The GDPR brings new rights for individuals and greater responsibilities for organisations that manage personal data. You can see how the IFoA has responded to these changes via our Privacy Notice and associated policies. If we process your personal data you can review how we manage your data, how we secure it and how to exercise any of your information rights under the Act.
The principles of the GDPR
There are seven principles under the GDPR:
- Lawfulness, fairness and transparency: the need to have a lawful basis for processing personal data and to be open with data subjects about how it will be used
- Purpose limitation: the requirement to specify at the outset the purpose of the processing and safeguards to prevent the use of the data for other purposes without consent
- Data minimisation: to ensure the data is adequate, relevant and limited to what is necessary for the processing
- Accuracy: that the data is up to date, and kept that way
- Storage limitation: the data should only be kept for as long as is necessary, and disposed of according to a set schedule
- Security: this requires that data is held in conditions where ‘appropriate technical and organisational measures’ are in place
- Accountability: this reflects the need to evidence compliance and take responsibility for processing data in line with the law
Separate provisions are made for the rights of the individual under the GDPR and the new Data Protection Act:
- The right to be informed: the provision of clear privacy information at the point of collection
- The right of access: the data subject's right to obtain a copy of any personal data held in a timely manner
- The right to rectification: the right to have data corrected or completed
- The right to erasure: the qualified right to have personal data permanently destroyed
- The right to restrict processing: the qualified right to have processing of personal data limited or stopped altogether
- The right to data portability: the right to have a copy of the data in a transferrable format
- The right to object: the qualified right to have data processing stopped in certain circumstances
- Rights in relation to automated decision making and profiling: rights around the use of profiiling and the right to challenge automated decision making
Resources and guidance
Following on from our risk alert at the start of 2018 further guidance was given in a specially commissioned event and webinar in London: 'Preparing for the GDPR'. This session provided an overview of the key elements of the GDPR for an actuarial audience. For guidance on specific matters relating to the position of data controllers or data processors where information is not available on the ICO website the ICO provide an enquiry service.

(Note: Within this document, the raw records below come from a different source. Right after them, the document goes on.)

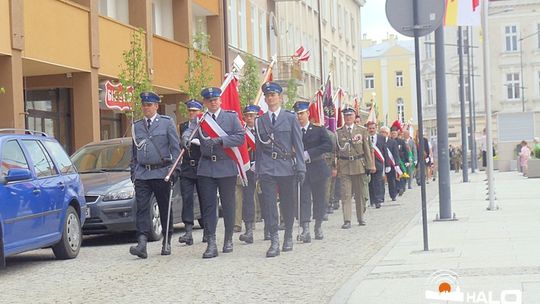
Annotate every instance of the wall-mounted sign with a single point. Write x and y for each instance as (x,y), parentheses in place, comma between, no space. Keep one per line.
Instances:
(115,98)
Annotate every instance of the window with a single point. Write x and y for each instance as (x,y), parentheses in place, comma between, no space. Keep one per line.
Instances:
(399,79)
(61,157)
(512,86)
(43,164)
(369,81)
(401,110)
(510,34)
(429,92)
(12,157)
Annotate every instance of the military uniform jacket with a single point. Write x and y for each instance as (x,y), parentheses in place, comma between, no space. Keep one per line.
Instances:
(316,143)
(214,162)
(190,159)
(154,149)
(354,152)
(277,158)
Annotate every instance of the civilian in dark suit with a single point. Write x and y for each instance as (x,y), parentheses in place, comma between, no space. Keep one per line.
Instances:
(316,143)
(392,150)
(376,185)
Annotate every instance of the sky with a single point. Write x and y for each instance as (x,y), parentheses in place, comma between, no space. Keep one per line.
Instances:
(374,22)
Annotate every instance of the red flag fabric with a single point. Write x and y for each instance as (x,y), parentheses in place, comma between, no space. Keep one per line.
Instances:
(231,101)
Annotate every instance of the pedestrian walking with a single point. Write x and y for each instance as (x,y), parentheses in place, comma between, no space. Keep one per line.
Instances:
(155,147)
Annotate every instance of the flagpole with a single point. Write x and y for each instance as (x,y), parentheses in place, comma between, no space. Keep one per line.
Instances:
(265,79)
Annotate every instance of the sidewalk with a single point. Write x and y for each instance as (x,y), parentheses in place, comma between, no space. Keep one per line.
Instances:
(489,251)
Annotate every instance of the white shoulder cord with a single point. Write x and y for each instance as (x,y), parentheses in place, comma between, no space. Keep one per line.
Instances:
(339,146)
(259,135)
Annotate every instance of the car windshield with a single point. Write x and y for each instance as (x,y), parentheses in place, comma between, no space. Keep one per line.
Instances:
(103,158)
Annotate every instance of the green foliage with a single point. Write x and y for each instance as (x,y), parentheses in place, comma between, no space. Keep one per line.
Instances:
(249,83)
(134,72)
(199,73)
(292,92)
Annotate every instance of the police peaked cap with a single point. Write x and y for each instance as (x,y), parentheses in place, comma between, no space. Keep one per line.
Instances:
(193,104)
(210,93)
(348,110)
(271,87)
(150,97)
(301,106)
(252,109)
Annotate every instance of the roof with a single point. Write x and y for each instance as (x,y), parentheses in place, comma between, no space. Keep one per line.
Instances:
(379,49)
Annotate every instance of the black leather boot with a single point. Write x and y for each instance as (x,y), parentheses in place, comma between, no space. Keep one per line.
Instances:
(140,249)
(267,235)
(318,230)
(273,251)
(304,237)
(166,245)
(227,244)
(187,237)
(248,235)
(287,242)
(211,247)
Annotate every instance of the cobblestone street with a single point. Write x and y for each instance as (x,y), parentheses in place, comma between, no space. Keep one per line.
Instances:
(104,272)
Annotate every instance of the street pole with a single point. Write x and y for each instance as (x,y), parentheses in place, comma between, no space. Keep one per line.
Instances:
(469,81)
(445,201)
(462,109)
(487,98)
(421,161)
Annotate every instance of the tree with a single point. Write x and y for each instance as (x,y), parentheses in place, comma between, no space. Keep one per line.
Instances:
(134,73)
(249,83)
(199,73)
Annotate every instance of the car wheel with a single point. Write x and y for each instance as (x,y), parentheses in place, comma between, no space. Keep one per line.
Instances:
(70,243)
(155,222)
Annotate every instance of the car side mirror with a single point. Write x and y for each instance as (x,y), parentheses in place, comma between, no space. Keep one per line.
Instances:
(17,175)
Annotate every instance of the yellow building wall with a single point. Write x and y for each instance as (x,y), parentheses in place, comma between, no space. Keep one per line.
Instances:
(57,32)
(114,39)
(5,32)
(210,5)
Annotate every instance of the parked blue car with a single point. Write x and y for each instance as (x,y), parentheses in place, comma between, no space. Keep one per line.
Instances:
(42,200)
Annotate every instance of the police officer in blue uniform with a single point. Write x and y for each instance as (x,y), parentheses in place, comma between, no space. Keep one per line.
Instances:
(155,147)
(188,174)
(216,170)
(316,143)
(279,163)
(248,192)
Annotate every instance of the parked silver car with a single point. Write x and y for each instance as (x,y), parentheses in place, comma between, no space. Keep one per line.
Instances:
(109,192)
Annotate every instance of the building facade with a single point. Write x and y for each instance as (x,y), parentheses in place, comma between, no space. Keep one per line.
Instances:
(335,49)
(388,79)
(55,55)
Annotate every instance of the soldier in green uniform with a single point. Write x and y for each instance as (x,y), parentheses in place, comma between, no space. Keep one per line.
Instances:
(354,160)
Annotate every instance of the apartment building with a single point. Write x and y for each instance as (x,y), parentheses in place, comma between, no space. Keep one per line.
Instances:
(55,56)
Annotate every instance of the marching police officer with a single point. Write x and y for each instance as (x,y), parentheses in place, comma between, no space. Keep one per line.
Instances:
(279,163)
(155,147)
(188,174)
(354,158)
(216,169)
(248,192)
(316,142)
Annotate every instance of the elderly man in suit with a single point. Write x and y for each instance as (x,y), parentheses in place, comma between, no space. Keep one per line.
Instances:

Research and further reading
As with any new legislation the GDPR and the 2018 Act will evolve as good practice, regulatory guidance and case law develop. If you are interested in different perspectives on information privacy law you can sign up for updates from the ICO, or search for papers and articles on the GDPR and related matters.
Clubs and societies
As with the 1998 Act small clubs and societies will require to maintain compliance with the GDPR and the new Act. Actuarial societies by their nature collect and store personal data and should take advantage of the guidance on the ICO website for small organisations. The guidance around the 'Right to be informed' provides a template for a revised Privacy Notice, the means by which organisations communicate their approach to the collection and ongoing management of personal data as well as individuals rights in relation to it. Societies should also be aware of the principles of the Act and the GDPR, in particular around purpose limitation, storage limitation and security.